Sharing. It’s the first lesson we learn as kids and we’re usually pretty good at it by the time we’re of drinking age. Wine has always been a beverage intended to share—to do otherwise would seem terribly selfish, not to mention intoxicating. Suggest sharing a beer with someone, though, and you’re likely to get ridiculed. The typical 12-ounce bottle of beer makes for a tidy single serving (even if you end up having six of those single servings), but more and more breweries are bottling their beers in wine-sized bottles meant for sharing.
BYO Big Bottle: Beer Run owner Josh Hunt stocks more than 100 varieties of 22-ounce large format beers, including brew from local fave Starr Hill.
It comes as no surprise that Belgium, land of hand-crafted beers with cult-like followers, pioneered large format bottles ranging from 22 ounces to 3 liters that serve anywhere from two to 15 people. Being so close to the world’s most famous wine-producing regions, the Belgians took a lot of notes from the cellar. Many Belgian beers are blended, barrel-aged, and then “bottle-conditioned,” a process resembling sparkling wine’s méthode champenoise (see Winespeak 101), in which a second fermentation takes place in the bottle. Bottle-conditioned beer isn’t disgorged as champagne is, so the finished product is cloudy, complex and filled with live yeasts that continue to evolve. With 8 to 11 percent alcohol, cork and cage closures and fancy labels instructing on proper decanting and glassware, these big beers have more in common with wine than they do with Bud Light.
Breweries will often bottle their limited editions or rare releases in large formats, sometimes even hand-numbering each bottle in the batch. Blue Mountain Brewery in Afton bottles two of its limited batch beers in large formats. The Mandolin, available March through July, is a single malt pale ale with citrus, floral flavors ideal for springtime.
Beer Run owner Josh Hunt stocks more than 100 varieties of 22-ounce and 750-milliliter beers. And, even though the big bottle is Belgian in origin, a slew of his selection comes from domestic breweries like Brooklyn Brewery and Ommegang Brewery in New York, The Bruery in Southern California, Dogfish Head and Stillwater Artisanal Ales in Maryland, and Allagash Brewing Company in Maine. He also carries local brews like Starr Hill’s Cryptical (an American Imperial stout aged in bourbon barrels), Double Platinum (an Imperial Indian Pale Ale), and the Monticello Reserve Ale made to commemorate Thomas Jefferson’s own 18th century brewskies. Hunt sees the new domestic trend toward large format bottles as “a cool way for the American craft brewers to be true to the Belgian style.” In fact, every Saturday night at Beer Run is Belgian Beer SNOB (Sharing Notes On Beer) Night, where thirsty patrons can get any of the 750-milliliter Belgian or Belgian-style beers free of the usual $3 capping charge.
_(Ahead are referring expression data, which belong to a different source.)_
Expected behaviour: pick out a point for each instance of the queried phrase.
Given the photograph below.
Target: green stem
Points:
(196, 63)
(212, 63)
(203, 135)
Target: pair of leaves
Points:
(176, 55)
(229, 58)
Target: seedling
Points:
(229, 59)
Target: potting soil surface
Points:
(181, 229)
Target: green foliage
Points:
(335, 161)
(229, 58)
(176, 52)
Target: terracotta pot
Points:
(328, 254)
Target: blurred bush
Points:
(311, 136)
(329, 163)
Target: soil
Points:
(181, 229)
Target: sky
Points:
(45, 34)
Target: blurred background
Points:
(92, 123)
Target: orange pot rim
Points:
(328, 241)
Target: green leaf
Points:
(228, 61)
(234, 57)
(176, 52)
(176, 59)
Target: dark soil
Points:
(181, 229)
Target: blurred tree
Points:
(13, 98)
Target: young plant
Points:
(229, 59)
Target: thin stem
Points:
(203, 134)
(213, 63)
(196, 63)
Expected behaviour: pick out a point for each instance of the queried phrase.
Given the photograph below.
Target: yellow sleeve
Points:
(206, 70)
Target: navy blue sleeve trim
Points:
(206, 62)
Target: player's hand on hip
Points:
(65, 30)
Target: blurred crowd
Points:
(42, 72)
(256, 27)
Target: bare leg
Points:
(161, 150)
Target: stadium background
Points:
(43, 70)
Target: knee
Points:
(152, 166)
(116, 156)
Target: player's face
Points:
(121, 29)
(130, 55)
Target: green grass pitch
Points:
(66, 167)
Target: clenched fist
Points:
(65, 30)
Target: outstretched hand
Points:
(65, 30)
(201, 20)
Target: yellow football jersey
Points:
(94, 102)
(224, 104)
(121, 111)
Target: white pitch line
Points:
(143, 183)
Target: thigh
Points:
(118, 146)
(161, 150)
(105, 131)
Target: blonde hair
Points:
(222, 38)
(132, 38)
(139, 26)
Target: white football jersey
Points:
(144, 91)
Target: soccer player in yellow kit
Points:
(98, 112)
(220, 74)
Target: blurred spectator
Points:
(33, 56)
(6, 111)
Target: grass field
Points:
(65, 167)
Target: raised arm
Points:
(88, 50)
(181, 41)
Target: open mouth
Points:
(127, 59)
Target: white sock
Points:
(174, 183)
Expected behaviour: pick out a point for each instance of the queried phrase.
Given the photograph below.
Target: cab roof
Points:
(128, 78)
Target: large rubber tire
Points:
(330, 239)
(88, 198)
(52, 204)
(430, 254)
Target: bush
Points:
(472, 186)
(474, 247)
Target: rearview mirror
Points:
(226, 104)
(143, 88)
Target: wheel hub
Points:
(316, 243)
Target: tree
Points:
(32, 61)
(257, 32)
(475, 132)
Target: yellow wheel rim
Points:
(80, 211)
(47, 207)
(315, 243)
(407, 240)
One large bottle of beer holds four 6-ounce pours and costs anywhere from $9 to $24. As Hunt says,“They’re affordable enough to allow a table to crack open a bunch of different ones.” Let’s review: You get the size, the alcohol, the complexity, and the caché of a fine wine, but the price and taste of a cold beer. Isn’t sharing fun?
Did you know that grapes are one of the top 20 highest grossing agricultural commodities in Virginia? Most impressive given that agriculture is our state’s largest industry, providing more than 350,000 jobs and contributing more than $55 billion annually to our economy. With close to 200 wineries and more than 2,500 grape-bearing acres producing about $10 million in cash receipts, Virginia’s wine industry is ripe and ready to drink.
Méthode champenoise (n.): The traditional method of making champagne, which, among many other steps, requires that the carbon dioxide-producing secondary fermentation takes place in the bottle, giving the wine complexity and character from close contact with yeast cells.